O tratamento é sobretudo focado na melhoria dos movimentos para as atividades diárias nos cuidados rotineiros, das convulsões e complicações da saúde, na melhoria das habilidades cognitivas. Conheça o serviço de Gerenciamento de Casos Pediatricos da Pedilar.

Para atingir esses objetivos algumas terapias são usadas, sendo as mais comuns:

  • FISIOTERAPIA: No tratamento da paralisia cerebral consiste na realização de exercícios para melhorar a resistência e força dos músculos, a motricidade grossa, o equilíbrio, postura, melhorar a respiração.
  • TERAPIA OCUPACIONAL: O terapeuta ocupacional utiliza técnicas para melhorar as habilidades cognitivas da criança, a sensação e a percepção. Auxilia em tarefas diárias como tomar banho, comer e se vestir. Auxilia o paciente no desenvolvimento de sua autonomia, quando possível.
  • FONOAUDIOLOGIA: O fonoaudiólogo é o profissional responsável por ajudar a criança na fala, na escuta e nos distúrbios de deglutição.
  • PSICOLOGIA: Grupos de apoio para troca de informações e experiências podem ser benéficos tanto para os filhos quanto para os pais, apoio psicológico é muito importante para a família da criança.

Outros especialistas podem participar do tratamento das crianças com paralisia cerebral, isso vai depender de cada caso e necessidade.

Como Lidar com a Paralisia Cerebral em casa e na escola

Pessoas com paralisia cerebral recebem diversos cuidados para manter a atividade e adquirir a autonomia. Portanto é importante saber lidar com essa situação em casa e em ambientes de maior convívio social, como a escola. A presença de adaptações é necessária para a execução de tarefas e manutenção da rotina, para o entendimento do meio e integração na comunidade. Uma criança bem adaptada pode usufruir da vida com mais liberdade e independência.

EM CASA

Paralisia em casa

O convívio com a família, é importante, para fortificar o vínculo afetivo e estimular o desenvolvimento da criança.

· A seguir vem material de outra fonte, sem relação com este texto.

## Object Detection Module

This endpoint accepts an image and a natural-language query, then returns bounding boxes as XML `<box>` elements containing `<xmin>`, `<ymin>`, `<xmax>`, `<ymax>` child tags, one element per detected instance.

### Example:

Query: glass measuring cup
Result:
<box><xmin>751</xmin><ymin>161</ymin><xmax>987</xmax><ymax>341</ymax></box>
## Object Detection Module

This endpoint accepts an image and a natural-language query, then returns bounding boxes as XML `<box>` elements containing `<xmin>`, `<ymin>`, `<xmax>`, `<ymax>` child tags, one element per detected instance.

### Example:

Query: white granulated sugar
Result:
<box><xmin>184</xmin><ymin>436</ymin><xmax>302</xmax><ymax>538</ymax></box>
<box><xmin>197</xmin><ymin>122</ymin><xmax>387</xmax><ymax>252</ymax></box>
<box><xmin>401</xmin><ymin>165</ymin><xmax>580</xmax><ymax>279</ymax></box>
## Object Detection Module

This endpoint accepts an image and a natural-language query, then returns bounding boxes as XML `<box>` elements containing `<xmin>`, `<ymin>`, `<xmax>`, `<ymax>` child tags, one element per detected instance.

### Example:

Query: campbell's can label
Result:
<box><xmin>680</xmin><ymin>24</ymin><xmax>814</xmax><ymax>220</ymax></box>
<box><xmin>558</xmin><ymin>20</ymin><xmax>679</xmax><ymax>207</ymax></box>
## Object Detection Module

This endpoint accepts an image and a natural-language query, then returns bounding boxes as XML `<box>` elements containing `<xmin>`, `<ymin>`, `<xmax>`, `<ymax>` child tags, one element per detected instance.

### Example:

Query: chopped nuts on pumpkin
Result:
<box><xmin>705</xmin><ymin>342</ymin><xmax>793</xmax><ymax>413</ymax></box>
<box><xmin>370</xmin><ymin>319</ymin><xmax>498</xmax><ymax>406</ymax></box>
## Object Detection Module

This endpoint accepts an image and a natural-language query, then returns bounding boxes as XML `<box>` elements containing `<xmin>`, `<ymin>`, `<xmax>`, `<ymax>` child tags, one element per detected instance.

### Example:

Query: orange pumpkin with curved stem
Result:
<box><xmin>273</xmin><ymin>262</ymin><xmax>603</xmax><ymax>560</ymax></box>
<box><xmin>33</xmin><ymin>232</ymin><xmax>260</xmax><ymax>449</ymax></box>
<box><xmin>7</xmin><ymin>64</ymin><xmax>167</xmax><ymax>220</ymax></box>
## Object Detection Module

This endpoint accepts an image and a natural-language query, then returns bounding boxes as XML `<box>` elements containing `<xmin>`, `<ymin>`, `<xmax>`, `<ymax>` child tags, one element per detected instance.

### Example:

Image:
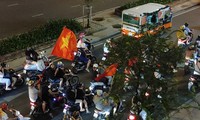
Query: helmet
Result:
<box><xmin>57</xmin><ymin>61</ymin><xmax>64</xmax><ymax>68</ymax></box>
<box><xmin>79</xmin><ymin>32</ymin><xmax>85</xmax><ymax>38</ymax></box>
<box><xmin>1</xmin><ymin>103</ymin><xmax>8</xmax><ymax>110</ymax></box>
<box><xmin>50</xmin><ymin>84</ymin><xmax>58</xmax><ymax>93</ymax></box>
<box><xmin>1</xmin><ymin>62</ymin><xmax>6</xmax><ymax>68</ymax></box>
<box><xmin>184</xmin><ymin>23</ymin><xmax>189</xmax><ymax>27</ymax></box>
<box><xmin>93</xmin><ymin>63</ymin><xmax>99</xmax><ymax>68</ymax></box>
<box><xmin>180</xmin><ymin>25</ymin><xmax>185</xmax><ymax>30</ymax></box>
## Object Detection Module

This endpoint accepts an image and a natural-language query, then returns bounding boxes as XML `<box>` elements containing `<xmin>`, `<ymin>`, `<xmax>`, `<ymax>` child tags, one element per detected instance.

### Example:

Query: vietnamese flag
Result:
<box><xmin>95</xmin><ymin>64</ymin><xmax>118</xmax><ymax>81</ymax></box>
<box><xmin>51</xmin><ymin>27</ymin><xmax>77</xmax><ymax>61</ymax></box>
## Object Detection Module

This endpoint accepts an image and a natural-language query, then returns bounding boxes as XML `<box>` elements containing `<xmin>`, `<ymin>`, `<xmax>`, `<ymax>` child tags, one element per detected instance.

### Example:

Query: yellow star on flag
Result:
<box><xmin>60</xmin><ymin>33</ymin><xmax>71</xmax><ymax>49</ymax></box>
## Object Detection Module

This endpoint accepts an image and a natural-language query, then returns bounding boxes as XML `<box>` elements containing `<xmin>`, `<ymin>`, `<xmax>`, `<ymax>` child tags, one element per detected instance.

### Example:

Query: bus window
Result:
<box><xmin>123</xmin><ymin>14</ymin><xmax>140</xmax><ymax>25</ymax></box>
<box><xmin>164</xmin><ymin>10</ymin><xmax>172</xmax><ymax>23</ymax></box>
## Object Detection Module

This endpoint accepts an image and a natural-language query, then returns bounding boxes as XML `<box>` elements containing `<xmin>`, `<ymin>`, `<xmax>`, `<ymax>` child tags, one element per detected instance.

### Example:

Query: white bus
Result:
<box><xmin>122</xmin><ymin>3</ymin><xmax>172</xmax><ymax>38</ymax></box>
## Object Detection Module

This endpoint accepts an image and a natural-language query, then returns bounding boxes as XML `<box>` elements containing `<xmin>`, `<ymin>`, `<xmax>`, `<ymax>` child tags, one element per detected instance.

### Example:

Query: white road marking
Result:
<box><xmin>173</xmin><ymin>6</ymin><xmax>199</xmax><ymax>18</ymax></box>
<box><xmin>32</xmin><ymin>13</ymin><xmax>44</xmax><ymax>17</ymax></box>
<box><xmin>8</xmin><ymin>3</ymin><xmax>19</xmax><ymax>7</ymax></box>
<box><xmin>71</xmin><ymin>4</ymin><xmax>81</xmax><ymax>8</ymax></box>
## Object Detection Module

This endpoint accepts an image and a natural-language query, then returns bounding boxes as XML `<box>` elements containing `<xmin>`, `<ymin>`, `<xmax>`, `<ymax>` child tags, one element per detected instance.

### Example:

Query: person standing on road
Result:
<box><xmin>0</xmin><ymin>66</ymin><xmax>12</xmax><ymax>90</ymax></box>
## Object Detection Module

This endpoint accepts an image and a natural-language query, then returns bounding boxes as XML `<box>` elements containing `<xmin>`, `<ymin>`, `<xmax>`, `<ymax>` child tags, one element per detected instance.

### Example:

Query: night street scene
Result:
<box><xmin>0</xmin><ymin>0</ymin><xmax>200</xmax><ymax>120</ymax></box>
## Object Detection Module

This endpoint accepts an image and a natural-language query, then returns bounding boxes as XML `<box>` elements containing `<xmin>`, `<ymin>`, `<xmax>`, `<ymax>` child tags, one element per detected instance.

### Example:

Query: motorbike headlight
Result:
<box><xmin>89</xmin><ymin>86</ymin><xmax>93</xmax><ymax>91</ymax></box>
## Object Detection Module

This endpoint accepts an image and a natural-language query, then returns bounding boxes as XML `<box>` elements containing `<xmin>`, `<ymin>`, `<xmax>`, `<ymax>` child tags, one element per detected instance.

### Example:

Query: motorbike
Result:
<box><xmin>9</xmin><ymin>108</ymin><xmax>31</xmax><ymax>120</ymax></box>
<box><xmin>127</xmin><ymin>109</ymin><xmax>147</xmax><ymax>120</ymax></box>
<box><xmin>71</xmin><ymin>51</ymin><xmax>97</xmax><ymax>74</ymax></box>
<box><xmin>178</xmin><ymin>36</ymin><xmax>192</xmax><ymax>46</ymax></box>
<box><xmin>184</xmin><ymin>59</ymin><xmax>194</xmax><ymax>75</ymax></box>
<box><xmin>63</xmin><ymin>102</ymin><xmax>83</xmax><ymax>120</ymax></box>
<box><xmin>93</xmin><ymin>97</ymin><xmax>124</xmax><ymax>120</ymax></box>
<box><xmin>89</xmin><ymin>82</ymin><xmax>109</xmax><ymax>95</ymax></box>
<box><xmin>39</xmin><ymin>51</ymin><xmax>51</xmax><ymax>66</ymax></box>
<box><xmin>188</xmin><ymin>75</ymin><xmax>200</xmax><ymax>93</ymax></box>
<box><xmin>0</xmin><ymin>69</ymin><xmax>25</xmax><ymax>94</ymax></box>
<box><xmin>29</xmin><ymin>100</ymin><xmax>53</xmax><ymax>119</ymax></box>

O estímulo e a motivação são essenciais para a percepção da capacidade de desenvolver suas habilidades, mesmo com limitações; levando a superação e ao desejo de melhorar cada vez mais.

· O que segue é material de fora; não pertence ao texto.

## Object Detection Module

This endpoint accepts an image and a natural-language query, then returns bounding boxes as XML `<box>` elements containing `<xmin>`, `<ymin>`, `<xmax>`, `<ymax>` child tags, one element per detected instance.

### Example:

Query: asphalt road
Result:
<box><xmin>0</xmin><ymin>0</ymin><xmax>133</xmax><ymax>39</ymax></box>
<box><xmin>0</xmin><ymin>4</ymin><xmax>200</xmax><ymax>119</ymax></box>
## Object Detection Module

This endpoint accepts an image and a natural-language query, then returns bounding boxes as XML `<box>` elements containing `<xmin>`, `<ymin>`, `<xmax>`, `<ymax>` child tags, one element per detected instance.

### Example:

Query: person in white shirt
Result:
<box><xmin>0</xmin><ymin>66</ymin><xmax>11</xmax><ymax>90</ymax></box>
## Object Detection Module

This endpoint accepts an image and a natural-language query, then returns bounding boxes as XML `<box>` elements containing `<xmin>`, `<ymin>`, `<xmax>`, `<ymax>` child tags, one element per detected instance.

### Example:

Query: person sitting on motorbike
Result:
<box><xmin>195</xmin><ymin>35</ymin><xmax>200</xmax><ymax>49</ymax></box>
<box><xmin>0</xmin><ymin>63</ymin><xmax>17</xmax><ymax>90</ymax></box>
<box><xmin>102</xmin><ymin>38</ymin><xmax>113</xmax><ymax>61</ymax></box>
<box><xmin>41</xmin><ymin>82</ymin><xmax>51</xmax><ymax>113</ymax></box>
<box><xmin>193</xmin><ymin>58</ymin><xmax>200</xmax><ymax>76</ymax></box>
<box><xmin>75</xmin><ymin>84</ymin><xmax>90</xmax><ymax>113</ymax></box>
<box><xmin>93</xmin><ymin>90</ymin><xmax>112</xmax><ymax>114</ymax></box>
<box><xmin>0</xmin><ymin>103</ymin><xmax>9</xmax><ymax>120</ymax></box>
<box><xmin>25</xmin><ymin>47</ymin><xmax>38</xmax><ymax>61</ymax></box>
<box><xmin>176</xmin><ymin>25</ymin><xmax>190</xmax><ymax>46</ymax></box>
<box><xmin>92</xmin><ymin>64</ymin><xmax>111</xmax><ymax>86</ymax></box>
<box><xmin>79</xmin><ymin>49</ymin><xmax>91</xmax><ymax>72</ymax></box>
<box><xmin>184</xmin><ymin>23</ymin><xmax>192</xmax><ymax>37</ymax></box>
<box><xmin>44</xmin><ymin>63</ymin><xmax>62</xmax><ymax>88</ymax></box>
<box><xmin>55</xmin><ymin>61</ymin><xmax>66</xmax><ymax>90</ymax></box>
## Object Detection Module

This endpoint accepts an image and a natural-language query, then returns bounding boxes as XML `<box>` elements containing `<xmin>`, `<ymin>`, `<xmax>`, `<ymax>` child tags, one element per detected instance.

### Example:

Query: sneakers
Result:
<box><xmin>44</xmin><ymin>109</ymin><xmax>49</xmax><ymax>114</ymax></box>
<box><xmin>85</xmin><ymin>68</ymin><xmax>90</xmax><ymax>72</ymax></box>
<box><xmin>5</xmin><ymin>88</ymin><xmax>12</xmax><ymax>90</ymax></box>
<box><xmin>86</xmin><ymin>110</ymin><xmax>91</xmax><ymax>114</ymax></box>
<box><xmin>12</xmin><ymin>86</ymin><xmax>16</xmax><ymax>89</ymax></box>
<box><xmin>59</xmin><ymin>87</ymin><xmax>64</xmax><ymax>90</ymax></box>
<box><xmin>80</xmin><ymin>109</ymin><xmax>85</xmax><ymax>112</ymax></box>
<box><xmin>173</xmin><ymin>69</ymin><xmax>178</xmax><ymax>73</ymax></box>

Pode ser que o portador de paralisia cerebral demande cuidados durante toda a vida. Por isso a família deverá atuar junto de profissionais que ajudem no cotidiano e facilitem a integração e autonomia do indivíduo. Fornecendo condições de adaptar e integrar a criança no meio familiar e social.

É interessante que os pais conversem com a criança/adolescente sobre planejamentos de futuro. A lesão da paralisia cerebral não progride, portanto, dependendo das habilidades intelectuais e motoras que a pessoa tem ela pode crescer e se tornar bem-sucedida na vida. Porém a falta de tratamento pode apresentar a piora das deformidades e a piora clínica.

NA ESCOLA

Paralisia na escola

A escola pode ser um ambiente adaptado para receber crianças com paralisia cerebral e outras deficiências físicas e cognitivas. É importante o convívio e a integração social que proporciona, o ideal e que frequente uma escola de ensino regular e para isso é necessário que esse espaço possua acessibilidade, mas que a criança também seja adaptada à realidade.

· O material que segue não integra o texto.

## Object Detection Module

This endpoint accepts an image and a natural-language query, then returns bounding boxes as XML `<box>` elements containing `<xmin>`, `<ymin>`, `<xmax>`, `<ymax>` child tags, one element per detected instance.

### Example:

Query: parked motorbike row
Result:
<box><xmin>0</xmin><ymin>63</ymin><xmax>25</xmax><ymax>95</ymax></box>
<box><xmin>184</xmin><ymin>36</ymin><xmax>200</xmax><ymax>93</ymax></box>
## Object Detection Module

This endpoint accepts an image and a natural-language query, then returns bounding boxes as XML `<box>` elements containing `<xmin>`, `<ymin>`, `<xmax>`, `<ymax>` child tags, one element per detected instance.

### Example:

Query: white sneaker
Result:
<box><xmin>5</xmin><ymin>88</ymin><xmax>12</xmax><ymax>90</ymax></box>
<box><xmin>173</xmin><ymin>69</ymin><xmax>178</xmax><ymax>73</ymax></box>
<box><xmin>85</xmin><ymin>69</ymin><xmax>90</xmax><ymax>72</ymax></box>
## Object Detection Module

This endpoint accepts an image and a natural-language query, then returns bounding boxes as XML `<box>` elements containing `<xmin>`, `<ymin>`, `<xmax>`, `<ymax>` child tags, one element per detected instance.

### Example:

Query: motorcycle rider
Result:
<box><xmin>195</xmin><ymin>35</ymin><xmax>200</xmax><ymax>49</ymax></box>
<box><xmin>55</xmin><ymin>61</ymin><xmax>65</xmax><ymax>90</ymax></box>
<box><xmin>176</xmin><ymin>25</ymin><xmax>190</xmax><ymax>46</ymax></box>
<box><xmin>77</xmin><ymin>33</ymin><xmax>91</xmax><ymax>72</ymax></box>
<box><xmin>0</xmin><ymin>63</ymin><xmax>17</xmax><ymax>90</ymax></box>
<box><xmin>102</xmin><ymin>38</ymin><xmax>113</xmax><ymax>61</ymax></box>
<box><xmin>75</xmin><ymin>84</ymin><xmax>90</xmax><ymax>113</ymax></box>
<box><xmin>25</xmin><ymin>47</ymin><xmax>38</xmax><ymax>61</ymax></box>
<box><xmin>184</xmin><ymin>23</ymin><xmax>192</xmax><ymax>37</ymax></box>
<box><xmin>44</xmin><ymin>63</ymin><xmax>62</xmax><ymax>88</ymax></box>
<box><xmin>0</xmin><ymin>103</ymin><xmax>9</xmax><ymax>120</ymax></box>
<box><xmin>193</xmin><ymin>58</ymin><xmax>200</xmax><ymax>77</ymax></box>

O material também deve ser adaptado. Canetas e lápis mais grossos enrolados em espuma, papéis colados em uma prancheta, são exemplos que costumam dar certo. Além disso, é indicado que as crianças com paralisia cerebral se sentem mais à frente e o professor, se possível, deve escrever com letras maiores. Sabemos que a efetividade do ensino nem sempre é atingida pelo atraso da criança, mas o estimulo deve ser proporcionado sem expor a criança a exaustão ou desconforto.

O tempo de aprendizado tende a ser mais lento e o progresso também varia muito, dependendo das habilidades que possuem.

A criança deve sobretudo se sentir acolhida no espaço escolar, independentemente de suas limitações. A escola além de ser um ambiente de ensino-aprendizagem é um lugar de convívio social, portanto só tem a acrescentar no desenvolvimento interpessoal.